BigTTYGothGF 29 minutes ago||
I think that's a good idea, altho you can probably get away with good old NLP to do it.
diydsp 5 minutes ago||
Were in an era where virtually all sw could have an mcp intf to do anything...not even just color.
Someone 38 minutes ago||
The first example is “go ahead, try to find the single C0 in these bytes” and then argues one should highlight C0 bytes.

If that’s true, how does the tool know I will be looking for C0 bytes and not for 03, D3, etc? The logical conclusion of that would be that the hex editor should uniquely color code every byte. And following the other examples even that’s not enough.

The proposed solution is to create groups of byte values that each get their unique color. I think that helps, but we can do better: add a search feature. That tells your editor what you are looking for. Once you enter a search string, it can highlight all hits.

Yes, “colorful output in a hexdump is useful for the same reason that syntax highlighting for code is useful”, but do you know what syntax highlighting needs? Knowledge of the expected content of a file. Without that, a hex editor at best can guess at how to color-code stuff.

IMO, if you want to add syntax coloring to a hex editor, give it pluggable syntax coloring and heuristics for deciding which one to use when.

While at it, also let those plugins control where to break lines, whether to show hex at all (why show it at all if a file has a few paragraphs of English text or an array of IEEE doubles?), etc.

Those plug-ins will make errors and sometimes, users will want to see all byte values, so you’ll need a way for the user to override them.

Antibabelic 14 minutes ago|
I don't think that's quite the point that example was intended to illustrate. The idea is not the you're looking for C0 bytes or any other kinds of bytes in particular, but rather that it's easier to fish out unique and interesting information in a sea of noise when you have color-coded bytes: like the fact that there's a conspicuous lonely C0 or some other value or series of values that stand out.
bombcar 5 minutes ago||
Exactly - though the writing style buries the lede until the end; the recommendation is to have at least a different color for each of the first nibbles (e.g, 0x is one color, 1x another). As a minimum that makes some outliers pop out. He then has other recommendations like highlighting the ASCII range, etc.

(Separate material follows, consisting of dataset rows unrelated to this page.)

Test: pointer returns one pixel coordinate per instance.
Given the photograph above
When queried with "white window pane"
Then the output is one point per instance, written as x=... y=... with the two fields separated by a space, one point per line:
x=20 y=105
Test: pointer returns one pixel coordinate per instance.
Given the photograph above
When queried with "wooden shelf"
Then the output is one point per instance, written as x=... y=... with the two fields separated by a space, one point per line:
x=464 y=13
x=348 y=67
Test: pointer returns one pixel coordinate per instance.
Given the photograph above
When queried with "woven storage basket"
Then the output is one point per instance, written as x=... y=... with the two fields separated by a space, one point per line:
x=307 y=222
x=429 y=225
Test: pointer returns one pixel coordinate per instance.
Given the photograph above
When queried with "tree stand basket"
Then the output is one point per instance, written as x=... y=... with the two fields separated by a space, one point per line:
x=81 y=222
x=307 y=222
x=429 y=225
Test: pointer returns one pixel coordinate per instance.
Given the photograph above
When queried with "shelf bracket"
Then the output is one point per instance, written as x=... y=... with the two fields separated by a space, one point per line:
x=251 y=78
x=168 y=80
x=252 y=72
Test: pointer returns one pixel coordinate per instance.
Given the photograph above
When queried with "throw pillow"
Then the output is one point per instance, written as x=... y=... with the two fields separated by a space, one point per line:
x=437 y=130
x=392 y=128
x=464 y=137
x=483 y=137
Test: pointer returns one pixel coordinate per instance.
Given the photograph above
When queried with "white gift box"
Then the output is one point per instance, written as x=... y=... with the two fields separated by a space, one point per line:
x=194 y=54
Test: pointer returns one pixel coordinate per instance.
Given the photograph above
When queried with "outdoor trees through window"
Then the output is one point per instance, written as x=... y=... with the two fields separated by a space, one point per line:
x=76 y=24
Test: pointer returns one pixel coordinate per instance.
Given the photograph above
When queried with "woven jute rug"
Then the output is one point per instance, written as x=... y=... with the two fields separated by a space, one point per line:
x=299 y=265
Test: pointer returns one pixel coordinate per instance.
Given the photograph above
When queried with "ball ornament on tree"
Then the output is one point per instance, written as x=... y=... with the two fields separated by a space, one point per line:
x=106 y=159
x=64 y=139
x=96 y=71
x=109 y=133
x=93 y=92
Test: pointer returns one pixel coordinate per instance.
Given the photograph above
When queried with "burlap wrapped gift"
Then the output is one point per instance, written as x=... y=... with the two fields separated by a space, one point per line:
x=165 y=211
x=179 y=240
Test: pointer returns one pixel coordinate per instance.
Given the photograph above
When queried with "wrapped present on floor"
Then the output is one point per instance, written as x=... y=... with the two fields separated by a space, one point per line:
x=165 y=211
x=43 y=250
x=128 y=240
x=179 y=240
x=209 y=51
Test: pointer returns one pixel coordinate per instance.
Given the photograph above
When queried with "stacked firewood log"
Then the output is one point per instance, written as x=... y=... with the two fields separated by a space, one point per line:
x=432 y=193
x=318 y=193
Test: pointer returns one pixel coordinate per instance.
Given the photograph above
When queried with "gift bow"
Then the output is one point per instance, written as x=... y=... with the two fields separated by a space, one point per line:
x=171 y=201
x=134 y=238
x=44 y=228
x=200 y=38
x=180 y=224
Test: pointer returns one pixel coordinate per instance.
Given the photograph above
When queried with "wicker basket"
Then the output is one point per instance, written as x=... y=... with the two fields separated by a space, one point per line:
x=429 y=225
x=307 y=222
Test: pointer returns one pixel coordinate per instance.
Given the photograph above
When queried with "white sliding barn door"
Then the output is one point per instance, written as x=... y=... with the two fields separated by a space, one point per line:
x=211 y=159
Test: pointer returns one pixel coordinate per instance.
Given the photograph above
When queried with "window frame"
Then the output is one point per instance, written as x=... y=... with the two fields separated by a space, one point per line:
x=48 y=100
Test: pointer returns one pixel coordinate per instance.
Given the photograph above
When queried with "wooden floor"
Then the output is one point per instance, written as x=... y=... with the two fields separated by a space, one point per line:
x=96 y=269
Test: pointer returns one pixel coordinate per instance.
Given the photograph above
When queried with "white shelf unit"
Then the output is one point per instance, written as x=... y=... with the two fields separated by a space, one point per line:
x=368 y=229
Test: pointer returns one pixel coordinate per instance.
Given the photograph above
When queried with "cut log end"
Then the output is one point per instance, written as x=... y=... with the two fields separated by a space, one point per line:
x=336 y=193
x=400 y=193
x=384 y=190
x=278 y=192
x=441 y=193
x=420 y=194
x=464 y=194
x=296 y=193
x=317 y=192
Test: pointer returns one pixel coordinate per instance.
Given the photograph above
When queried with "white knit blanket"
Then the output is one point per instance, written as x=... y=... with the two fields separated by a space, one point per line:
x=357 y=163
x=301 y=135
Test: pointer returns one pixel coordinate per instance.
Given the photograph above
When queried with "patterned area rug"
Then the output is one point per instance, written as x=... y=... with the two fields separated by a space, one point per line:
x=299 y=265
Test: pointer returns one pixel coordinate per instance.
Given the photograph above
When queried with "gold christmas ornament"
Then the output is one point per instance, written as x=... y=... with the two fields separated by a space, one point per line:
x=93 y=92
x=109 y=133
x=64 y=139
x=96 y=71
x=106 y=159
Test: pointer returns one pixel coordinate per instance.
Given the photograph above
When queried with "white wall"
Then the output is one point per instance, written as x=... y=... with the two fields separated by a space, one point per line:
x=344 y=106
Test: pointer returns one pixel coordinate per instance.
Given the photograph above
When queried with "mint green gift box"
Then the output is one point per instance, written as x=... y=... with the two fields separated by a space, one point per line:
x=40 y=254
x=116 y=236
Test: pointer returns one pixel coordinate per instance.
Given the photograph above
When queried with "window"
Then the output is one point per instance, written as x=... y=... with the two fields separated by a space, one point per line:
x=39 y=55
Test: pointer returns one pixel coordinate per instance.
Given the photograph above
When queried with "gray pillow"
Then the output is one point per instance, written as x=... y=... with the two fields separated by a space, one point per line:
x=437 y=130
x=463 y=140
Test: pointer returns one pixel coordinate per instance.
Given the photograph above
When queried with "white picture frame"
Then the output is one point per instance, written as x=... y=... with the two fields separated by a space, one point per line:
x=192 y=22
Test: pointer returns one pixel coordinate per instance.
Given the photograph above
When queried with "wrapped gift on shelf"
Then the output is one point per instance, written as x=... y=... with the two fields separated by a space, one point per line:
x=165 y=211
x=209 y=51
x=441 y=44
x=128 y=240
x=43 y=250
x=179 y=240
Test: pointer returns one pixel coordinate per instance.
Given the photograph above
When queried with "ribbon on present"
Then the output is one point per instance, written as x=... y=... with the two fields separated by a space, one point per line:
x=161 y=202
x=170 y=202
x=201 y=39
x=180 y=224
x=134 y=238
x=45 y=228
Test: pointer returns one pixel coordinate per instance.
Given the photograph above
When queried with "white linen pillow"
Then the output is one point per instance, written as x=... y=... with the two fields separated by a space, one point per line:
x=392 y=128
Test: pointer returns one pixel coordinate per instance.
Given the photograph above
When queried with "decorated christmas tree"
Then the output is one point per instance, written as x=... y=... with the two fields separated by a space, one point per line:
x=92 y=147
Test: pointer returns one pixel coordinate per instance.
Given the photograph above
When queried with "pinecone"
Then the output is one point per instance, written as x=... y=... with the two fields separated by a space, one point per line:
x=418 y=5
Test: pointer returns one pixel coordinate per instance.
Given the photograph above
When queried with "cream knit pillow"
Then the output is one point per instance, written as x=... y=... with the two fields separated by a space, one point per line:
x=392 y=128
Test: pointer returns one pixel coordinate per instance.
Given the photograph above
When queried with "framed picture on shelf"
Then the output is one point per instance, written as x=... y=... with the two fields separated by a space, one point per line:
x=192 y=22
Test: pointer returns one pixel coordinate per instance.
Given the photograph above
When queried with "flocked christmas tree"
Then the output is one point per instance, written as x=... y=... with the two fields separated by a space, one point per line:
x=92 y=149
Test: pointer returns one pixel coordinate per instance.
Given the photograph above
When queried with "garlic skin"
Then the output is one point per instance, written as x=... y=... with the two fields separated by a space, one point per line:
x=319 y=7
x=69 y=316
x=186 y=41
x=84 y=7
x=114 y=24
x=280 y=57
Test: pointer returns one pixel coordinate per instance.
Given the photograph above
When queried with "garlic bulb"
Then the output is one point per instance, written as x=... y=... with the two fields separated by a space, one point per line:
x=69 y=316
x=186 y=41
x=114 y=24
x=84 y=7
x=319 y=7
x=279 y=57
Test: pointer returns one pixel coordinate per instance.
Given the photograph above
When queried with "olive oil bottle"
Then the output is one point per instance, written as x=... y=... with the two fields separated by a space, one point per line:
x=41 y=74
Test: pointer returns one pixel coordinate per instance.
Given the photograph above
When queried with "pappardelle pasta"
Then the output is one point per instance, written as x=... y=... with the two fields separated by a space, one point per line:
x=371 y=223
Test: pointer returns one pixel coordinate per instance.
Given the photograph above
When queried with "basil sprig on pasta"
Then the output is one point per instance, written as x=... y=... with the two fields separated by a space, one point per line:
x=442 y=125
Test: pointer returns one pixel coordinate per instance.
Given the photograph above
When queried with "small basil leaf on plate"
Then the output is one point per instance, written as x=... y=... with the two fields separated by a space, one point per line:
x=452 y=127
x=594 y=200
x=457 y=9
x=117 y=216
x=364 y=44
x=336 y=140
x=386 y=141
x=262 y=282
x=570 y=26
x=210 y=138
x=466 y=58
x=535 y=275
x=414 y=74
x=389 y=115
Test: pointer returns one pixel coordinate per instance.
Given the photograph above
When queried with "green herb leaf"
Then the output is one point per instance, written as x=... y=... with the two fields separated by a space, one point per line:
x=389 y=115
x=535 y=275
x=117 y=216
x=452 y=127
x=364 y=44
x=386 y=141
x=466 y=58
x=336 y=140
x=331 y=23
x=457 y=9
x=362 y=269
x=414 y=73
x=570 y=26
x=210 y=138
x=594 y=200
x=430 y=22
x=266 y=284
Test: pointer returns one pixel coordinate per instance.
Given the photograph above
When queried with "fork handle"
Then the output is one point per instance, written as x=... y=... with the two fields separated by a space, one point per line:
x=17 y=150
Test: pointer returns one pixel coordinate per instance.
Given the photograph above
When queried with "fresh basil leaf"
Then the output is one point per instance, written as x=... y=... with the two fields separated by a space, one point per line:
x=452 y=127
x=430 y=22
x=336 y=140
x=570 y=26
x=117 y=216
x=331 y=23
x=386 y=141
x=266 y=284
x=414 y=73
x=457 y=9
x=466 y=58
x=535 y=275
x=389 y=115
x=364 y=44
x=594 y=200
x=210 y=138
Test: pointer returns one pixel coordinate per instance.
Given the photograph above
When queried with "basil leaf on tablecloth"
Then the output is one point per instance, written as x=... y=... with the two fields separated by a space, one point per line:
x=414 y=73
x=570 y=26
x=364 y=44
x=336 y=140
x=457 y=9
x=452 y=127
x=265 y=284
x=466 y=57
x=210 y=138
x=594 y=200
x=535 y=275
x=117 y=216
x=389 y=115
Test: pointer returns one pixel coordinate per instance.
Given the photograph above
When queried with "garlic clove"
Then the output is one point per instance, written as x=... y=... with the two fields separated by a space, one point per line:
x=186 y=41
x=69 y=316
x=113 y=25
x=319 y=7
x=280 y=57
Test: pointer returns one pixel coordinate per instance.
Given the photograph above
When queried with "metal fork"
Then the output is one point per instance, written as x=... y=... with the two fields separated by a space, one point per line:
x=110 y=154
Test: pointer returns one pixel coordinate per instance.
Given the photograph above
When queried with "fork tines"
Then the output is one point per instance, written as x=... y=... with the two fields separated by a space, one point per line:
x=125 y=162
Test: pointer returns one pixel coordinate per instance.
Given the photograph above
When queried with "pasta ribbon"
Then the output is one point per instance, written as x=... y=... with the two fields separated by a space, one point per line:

As a note, the some up there is load-bearing - color may lull you into complacency where the difference between 01 and 0F is major and important but not highlighted. More complicated regex built color tools designed to highlight "anomalies" could be developed but then you need to define what anomalies are (patters, places where a pattern changes, etc).

cuechan 1 hour ago||
For anyone who regularly has to look at/analyze binary files, i highly recommend ImHex [1].

Its a hex editor built with imgui and has a lot of built in tools. Imo the best feature is the data structure editor. You can write a data type definition similar to C and it overlays it on the hexdump and parses it in a structured way while you type.

It also has a node based editor.

1: https://github.com/WerWolv/ImHex

altairprime 54 minutes ago||
Does it do color highlighting by value of hex bytes, though?
sandos 38 minutes ago||
But does it have colors!?!??!
NooneAtAll3 2 hours ago||
Why did author decide that best way to demonstrate his idea would be by cutting contrast in half?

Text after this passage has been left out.